Werkloosheid is klassieke aanpak voorbij

Door JOHN KROON
Het tekort aan werkgelegenheid in Nederland is de grootste zorg van het kabinet. Zo stond het vorig jaar in het regeerakkoord, zo staat het nu in de Sociale Nota 1996 die de bewindslieden van sociale zaken en werkgelegenheid, minister Melkert en staatssecretaris Linschoten, vandaag hebben uitgebracht.

Tegelijkertijd blijkt uit dit werkstuk dat deze bewindslieden, respectievelijk van PvdA- en van VVD-huize, niet (meer) geloven in klassieke maatregelen als panacee voor de werkloosheid. Loonmatiging moet onverminderd doorgaan, vinden ook zij, maar dat is niet genoeg. ,,Zelfs bij een economisch gunstig tij zoals in de tweede helft van de jaren tachtig is het niet gelukt de werkloosheid voldoende terug te dringen.''

De minister en de staatssecretaris schetsen een toekomstbeeld, waarin de kostwinner die 40 jaar lang 40 uur per week werkt een anachronisme zal worden.
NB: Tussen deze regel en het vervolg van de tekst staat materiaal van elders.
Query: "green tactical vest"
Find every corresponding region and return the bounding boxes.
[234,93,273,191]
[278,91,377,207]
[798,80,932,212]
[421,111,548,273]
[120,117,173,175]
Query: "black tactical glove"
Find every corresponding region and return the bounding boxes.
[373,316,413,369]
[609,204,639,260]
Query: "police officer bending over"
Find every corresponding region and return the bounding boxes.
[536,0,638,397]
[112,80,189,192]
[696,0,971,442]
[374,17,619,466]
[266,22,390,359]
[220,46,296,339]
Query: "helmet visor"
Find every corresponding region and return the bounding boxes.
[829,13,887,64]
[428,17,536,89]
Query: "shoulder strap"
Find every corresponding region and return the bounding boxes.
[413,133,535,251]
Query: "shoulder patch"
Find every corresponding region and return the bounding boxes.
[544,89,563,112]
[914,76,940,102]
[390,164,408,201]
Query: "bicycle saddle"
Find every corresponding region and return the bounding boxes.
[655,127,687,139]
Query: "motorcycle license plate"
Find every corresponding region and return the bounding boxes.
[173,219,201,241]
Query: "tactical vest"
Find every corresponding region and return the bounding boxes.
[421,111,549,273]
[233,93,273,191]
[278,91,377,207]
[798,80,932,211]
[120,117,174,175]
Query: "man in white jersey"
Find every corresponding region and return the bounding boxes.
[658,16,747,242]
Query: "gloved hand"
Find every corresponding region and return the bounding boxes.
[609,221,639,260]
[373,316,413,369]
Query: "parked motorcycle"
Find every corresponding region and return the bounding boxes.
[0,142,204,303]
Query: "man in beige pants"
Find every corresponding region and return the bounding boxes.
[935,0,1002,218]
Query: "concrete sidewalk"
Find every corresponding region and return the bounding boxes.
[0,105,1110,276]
De arbeidsmarkt wordt, ook van de kant van werkgevers, flexibeler. Het tempo waarin banen ontstaan of verdwijnen gaat omhoog en werknemers willen korter werken of hun loopbaan onderbreken. Op de ,,nieuwe arbeidsmarkt'' leidt dat tot ,,een grotere afwisseling van werken en _ vrijwillig of gedwongen _ niet werken''.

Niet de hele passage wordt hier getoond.